Have always appreciated reading your blog and your your utter honesty.
Hope you can find something as meanigful to fight for and with as your Band of Brothers. You strike me as a very intelligent and passionate man. Try to make wise choices. Do good. Write a book. You have the talent. Write it for your "brothers". Maybe it can help them and yourself as well.

Peace, Babe

Reads well, and sometimes knowing what you know about yourself, where you fought and the why can be shared with the DC unknowing politicos. They don't really understand, and garrison/training and maintaining aren't high speed but someone has to do it. Until the next one.

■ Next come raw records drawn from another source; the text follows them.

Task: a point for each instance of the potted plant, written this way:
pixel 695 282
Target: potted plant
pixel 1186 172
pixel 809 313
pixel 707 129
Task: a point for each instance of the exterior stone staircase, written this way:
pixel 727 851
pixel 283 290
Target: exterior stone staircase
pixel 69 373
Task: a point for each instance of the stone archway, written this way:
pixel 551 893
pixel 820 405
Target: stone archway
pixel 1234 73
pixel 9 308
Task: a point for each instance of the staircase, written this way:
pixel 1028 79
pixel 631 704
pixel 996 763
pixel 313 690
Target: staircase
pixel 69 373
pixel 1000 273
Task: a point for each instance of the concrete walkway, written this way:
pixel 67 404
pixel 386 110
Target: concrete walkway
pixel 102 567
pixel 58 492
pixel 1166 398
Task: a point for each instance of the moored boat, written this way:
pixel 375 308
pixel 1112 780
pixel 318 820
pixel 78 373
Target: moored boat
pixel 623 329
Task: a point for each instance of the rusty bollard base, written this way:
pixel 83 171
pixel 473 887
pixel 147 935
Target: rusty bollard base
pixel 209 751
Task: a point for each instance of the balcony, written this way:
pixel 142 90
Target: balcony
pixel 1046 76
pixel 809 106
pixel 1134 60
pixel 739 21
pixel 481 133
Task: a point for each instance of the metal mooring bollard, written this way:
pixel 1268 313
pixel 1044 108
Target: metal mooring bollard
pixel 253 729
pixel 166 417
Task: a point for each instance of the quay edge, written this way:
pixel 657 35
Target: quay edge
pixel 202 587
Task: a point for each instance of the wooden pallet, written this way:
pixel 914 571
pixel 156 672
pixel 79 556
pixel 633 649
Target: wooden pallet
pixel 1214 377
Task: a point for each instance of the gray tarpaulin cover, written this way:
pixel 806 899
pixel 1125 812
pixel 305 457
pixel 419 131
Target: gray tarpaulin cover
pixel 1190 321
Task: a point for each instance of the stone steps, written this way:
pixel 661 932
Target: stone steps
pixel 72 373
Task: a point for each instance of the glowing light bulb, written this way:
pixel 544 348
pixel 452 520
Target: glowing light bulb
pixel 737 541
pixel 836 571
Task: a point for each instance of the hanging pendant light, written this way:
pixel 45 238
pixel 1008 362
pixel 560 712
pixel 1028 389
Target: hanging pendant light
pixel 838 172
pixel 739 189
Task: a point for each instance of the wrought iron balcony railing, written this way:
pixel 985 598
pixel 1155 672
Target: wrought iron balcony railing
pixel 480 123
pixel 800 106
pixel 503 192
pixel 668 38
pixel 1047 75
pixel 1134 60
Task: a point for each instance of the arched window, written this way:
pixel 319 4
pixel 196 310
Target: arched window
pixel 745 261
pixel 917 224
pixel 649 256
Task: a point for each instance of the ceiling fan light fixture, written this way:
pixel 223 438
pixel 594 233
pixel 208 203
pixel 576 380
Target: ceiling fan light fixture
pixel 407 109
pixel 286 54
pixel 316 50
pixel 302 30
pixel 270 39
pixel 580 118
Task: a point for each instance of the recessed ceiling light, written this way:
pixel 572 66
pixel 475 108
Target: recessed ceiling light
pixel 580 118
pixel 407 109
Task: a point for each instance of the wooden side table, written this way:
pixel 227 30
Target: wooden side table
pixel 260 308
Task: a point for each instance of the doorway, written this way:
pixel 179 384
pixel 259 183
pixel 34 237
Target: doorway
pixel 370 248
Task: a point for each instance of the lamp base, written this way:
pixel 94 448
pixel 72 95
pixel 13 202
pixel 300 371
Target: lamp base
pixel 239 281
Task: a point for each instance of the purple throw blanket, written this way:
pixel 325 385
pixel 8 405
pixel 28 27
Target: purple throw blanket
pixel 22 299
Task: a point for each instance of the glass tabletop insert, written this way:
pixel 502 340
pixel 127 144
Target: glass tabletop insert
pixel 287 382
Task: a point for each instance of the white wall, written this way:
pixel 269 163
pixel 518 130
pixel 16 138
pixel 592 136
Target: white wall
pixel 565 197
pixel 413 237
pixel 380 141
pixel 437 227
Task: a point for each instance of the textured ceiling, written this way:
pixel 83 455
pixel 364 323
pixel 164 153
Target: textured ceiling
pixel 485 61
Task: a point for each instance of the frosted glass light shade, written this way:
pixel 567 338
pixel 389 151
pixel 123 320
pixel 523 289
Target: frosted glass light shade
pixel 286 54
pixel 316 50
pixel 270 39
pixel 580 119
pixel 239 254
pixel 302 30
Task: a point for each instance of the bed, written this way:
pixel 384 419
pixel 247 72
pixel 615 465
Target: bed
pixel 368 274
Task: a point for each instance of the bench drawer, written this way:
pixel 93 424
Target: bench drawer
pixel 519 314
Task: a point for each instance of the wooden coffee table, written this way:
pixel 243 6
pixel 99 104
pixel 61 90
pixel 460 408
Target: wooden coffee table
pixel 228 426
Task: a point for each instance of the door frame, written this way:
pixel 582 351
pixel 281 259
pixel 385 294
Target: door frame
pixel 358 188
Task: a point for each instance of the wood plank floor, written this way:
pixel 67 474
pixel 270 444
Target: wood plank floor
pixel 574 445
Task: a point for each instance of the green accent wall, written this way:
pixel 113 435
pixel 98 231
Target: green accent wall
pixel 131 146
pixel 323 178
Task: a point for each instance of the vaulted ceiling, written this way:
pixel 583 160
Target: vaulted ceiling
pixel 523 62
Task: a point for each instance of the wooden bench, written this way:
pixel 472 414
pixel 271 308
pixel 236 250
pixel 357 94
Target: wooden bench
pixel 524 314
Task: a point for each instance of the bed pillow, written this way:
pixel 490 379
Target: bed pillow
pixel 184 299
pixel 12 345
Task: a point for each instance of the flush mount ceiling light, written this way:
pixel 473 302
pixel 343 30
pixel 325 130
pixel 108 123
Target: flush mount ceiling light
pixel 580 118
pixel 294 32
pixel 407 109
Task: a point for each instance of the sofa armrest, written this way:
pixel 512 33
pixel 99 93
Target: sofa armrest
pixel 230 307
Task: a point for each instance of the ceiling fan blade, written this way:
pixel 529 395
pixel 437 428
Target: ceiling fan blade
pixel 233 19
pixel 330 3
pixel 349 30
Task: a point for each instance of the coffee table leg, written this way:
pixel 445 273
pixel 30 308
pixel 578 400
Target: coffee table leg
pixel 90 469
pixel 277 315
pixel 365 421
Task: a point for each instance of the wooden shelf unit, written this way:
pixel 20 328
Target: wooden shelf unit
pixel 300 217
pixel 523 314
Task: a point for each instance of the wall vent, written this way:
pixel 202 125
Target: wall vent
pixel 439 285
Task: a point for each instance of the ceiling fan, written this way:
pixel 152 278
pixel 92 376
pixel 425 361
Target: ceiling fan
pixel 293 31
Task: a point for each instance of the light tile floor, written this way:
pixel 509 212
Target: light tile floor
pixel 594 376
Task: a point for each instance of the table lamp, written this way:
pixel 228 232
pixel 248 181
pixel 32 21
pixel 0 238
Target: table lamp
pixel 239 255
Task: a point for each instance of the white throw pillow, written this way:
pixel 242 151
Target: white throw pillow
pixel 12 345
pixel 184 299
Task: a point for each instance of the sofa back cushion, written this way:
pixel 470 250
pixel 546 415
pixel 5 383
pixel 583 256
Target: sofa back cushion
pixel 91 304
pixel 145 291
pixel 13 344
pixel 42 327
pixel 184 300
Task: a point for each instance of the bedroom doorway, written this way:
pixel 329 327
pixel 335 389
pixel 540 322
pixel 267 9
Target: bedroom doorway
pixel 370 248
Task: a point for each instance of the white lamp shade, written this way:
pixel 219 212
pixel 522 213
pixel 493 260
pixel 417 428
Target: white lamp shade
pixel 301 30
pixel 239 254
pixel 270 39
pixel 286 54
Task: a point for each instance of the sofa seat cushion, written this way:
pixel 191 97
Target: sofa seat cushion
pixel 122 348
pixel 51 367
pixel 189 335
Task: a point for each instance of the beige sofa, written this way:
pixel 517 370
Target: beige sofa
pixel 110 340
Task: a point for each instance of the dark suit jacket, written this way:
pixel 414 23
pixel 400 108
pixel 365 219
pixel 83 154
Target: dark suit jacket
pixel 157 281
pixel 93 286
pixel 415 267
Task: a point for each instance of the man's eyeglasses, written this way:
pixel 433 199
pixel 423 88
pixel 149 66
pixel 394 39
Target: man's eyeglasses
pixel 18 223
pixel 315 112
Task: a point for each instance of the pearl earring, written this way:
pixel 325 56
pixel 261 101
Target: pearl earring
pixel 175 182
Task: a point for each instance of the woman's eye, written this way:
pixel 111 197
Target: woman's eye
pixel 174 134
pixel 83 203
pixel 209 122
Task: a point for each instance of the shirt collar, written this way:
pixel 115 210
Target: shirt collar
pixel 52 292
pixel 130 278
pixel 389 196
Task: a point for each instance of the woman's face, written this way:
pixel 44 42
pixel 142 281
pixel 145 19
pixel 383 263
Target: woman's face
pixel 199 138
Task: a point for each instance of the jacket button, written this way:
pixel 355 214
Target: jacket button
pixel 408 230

You guys fuckin rock. Wish I was 30 years younger.One of the best Vid's I've seen in a long time. Love you guys........GET SOME ! HOORAH

we're all unlikely soldiers.combat gets in your blood but it's a killer.the rush is staying alive versus dying.you can experience close to it in health care. get an emt and ride an ambulance. join the fire department.forget weapons. you don't have arty or air support either.read the war i always wanted by brandon friedman.stay cool. stay alive. welcome home. bopdun

If you are a military soldier that is need of some extra assistance , then come and check out "The David H Brooks Foundation for American Wounded Soldiers"

Hsaving read his impressive post, Unlikely Soldier seems to have great insight into his own motivations and the situation of veterans. This should help him find a way forward.

Dude, you really need help (and no, I'm not trying to disrespect you).

Welcome back to the board. I'm glad to see you are thinking through some stuff with your keypad again. You are a talented writer and I suspect this is something you need to do. One of my favorite and now gone writers, Kurt Vonnegut Jr, said that writers practice therapy every day. He was serious. He was almost always serious but cracked us all up in the process.